Last year, a mother complained to our assistant principal about the language in Burned. It was an exchange my administrator didn't mention to me, one I only heard about because he asked my paraprofessional to make sure the student hadn't accrued a fine when he returned the book. I have an administration who understand and even privilege the importance of access to books teens want to read. But we've already had six classes of freshmen in for orientation this week, and the Ellen Hopkins books were gone with the first group. I fought not to worry as the baby-faced ninth graders checked those books out. I'm sure they didn't have those at the middle schools.
And one thing is for certain, Hopkins' books are among my students' favorites, so much so that not one of our five copies of Burned made it back on the shelf this summer -- I definitely need to place an order there. No one who has read them could possibly think Hopkins' book glorify drugs or sex, and I have had students attest to their bibliotherapeutic qualities, either in reflecting the realities around them or warning them about pratfalls of reckless behavior.

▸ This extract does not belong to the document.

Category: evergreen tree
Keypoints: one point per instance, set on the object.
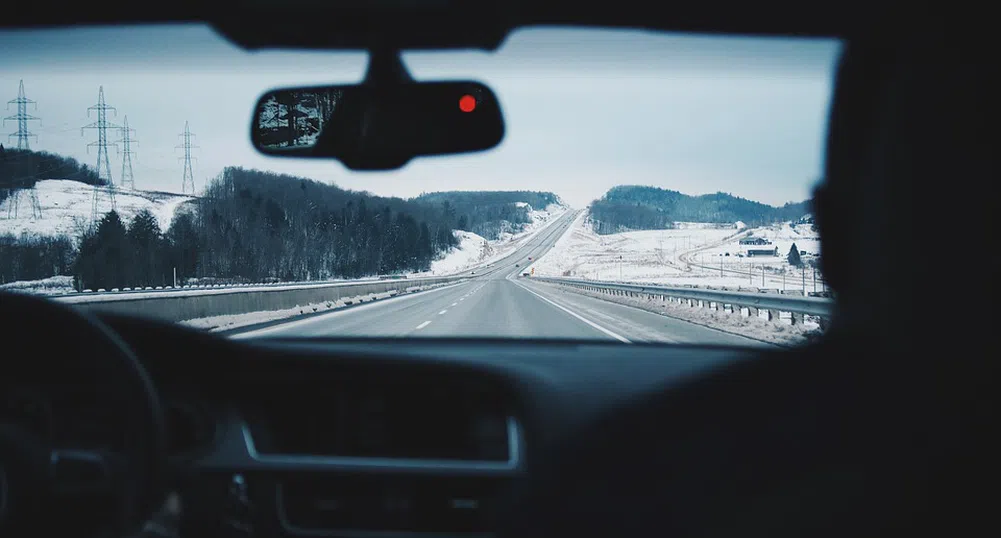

Hopkins is among the fiercest teen advocates I know. Her posts surrounding the Texas incident, like those during the brouhaha in Oklahoma last year, are wonderful. The exclusion, and the subsequent author solidarity in reaction, is all over the biblioblogosphere, but I especially appreciated Harmony's take as a teen:
NO ONE HAS THE RIGHT TO TELL ME WHAT TO READ. NO ONE. My parents don't even tell me what I'm allowed to read yet ONE person whom most of the teens have probably never even met has the right to decide what ALL of them are allowed to read?I enlarged Hopkins' 2009 Banned Books Week poem "Manifesto" to poster size. It hangs on our circulation desk, beneath whichever of books we happen to have just gotten back. We keep them there because they won't stay on the shelf for long.